Louise Bourgeois et comment les vieux vêtements peuvent nous hanter

Cette “histoire de la garde-robe” a façonné le dernier chapitre de la longue carrière de Bourgeois. Beaucoup de ses textiles, qui comprenaient également des serviettes de table et du linge de maison, ont été découpés et transformés en sculptures et œuvres d’art : visages tordus, livres en tissu, corps gonflés construits avec des coutures apparentes comme des cicatrices. D’autres ont été conservés tels quels. Les articles de sa jeunesse – robes de cocktail noires, manteaux de soie rose, chemisiers pâles – sont devenus des souvenirs de soi antérieurs, suspendus librement ou rembourrés et cousus pour suggérer une forme humaine. Elle conjura également les membres de sa famille, les invoquant par les vêtements qu’ils avaient portés autrefois. De nombreux vêtements de la cellule VII appartenaient à la mère de Bourgeois, Joséphine, décédée alors que Bourgeois n’avait que 22 ans. Joséphine était l’araignée symbolique qui planait au-dessus de sa fille anxieuse et furieuse, emblème de protection et de réparation méthodique.
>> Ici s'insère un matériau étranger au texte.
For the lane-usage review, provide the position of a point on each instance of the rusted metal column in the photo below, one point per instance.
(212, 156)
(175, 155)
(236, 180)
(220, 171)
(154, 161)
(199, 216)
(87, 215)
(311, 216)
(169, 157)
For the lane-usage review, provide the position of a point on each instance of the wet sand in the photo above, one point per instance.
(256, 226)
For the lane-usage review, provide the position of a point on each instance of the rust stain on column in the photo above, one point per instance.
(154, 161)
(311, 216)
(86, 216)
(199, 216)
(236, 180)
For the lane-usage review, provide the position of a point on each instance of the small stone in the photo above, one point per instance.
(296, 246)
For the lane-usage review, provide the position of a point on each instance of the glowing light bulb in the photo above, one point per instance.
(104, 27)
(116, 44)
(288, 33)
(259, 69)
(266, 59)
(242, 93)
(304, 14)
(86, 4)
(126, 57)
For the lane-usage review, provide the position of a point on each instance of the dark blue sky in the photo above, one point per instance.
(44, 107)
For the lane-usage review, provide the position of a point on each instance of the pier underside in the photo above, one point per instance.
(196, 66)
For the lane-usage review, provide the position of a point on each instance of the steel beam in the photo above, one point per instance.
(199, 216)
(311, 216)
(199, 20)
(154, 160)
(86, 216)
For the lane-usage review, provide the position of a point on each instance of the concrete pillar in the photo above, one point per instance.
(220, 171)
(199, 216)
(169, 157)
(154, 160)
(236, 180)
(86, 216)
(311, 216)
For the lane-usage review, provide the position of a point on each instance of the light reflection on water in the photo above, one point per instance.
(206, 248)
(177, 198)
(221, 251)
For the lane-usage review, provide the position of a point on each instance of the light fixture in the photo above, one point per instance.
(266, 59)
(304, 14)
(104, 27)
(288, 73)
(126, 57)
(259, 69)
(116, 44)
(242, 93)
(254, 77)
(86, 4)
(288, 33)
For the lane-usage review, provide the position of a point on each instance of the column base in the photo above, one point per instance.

Katie Guggenheim, conservatrice adjointe de The Woven Child, voit Cell VII comme un assemblage étrange. “Ce sont des vêtements intimes – des vêtements de nuit – et ils sont fantomatiques dans leur façon de flotter… Comme des cauchemars [or] apparitions », dit-elle en examinant les tissus fins.

Les vêtements sont souvent mentionnés en termes fantomatiques, ce qui n’est pas surprenant compte tenu de leur apparence. Suspendus, ils prennent une allure spectrale. Comme des fantômes, ils détiennent également des échos des morts. Les vêtements survivent à leurs propriétaires. En leur présence, ils font allusion à une présence irrévocable. Comme l’écrit l’universitaire et auteur Peter Stallybrass dans Worn Worlds: Clothes, Mourning and the Life of Things, un essai sur la mémoire et un blazer très apprécié, “en considérant les vêtements comme des modes passagères, nous répétons moins d’une demi-vérité. Les corps vont et viennent, les vêtements qui ont reçu ces corps survivent.”

Bourgeois n’est pas le seul artiste à avoir été ému par la survivance du vêtement au-delà de la chair mortelle. Elle n’est pas non plus la seule personne à avoir ressenti à la fois le réconfort et le fardeau de vêtements trop lourds de sens pour s’en passer facilement. Dans la vie, nos vêtements sont incroyablement personnels. Ils nous enveloppent et nous gardent au chaud. Ils signalent nos métiers, nos goûts, la façon dont nous voulons être vus. Dans la mort, ils deviennent des rappels tactiles de ce qui était autrefois, faits pour s’adapter à des corps qui ne peuvent plus les remplir.

Rites du matin

L’odeur lourde du parfum. Souvenir mitigé d’une robe portée un jour d’été. La texture piquante d’un pull frottant contre la peau. À la fois banals et tactiles, les vêtements sont d’extraordinaires vaisseaux de mémoire. C’est ce qui leur donne leur pouvoir à l’article de la mort. Ils retiennent les parties les plus intimes de nous-mêmes : notre odeur, notre sueur, témoignage de notre présence (orteils écorchés, coudes usés). Lorsqu’un artiste choisit d’utiliser des vêtements appartenant à quelqu’un qu’il aime, il rend cette intimité publique.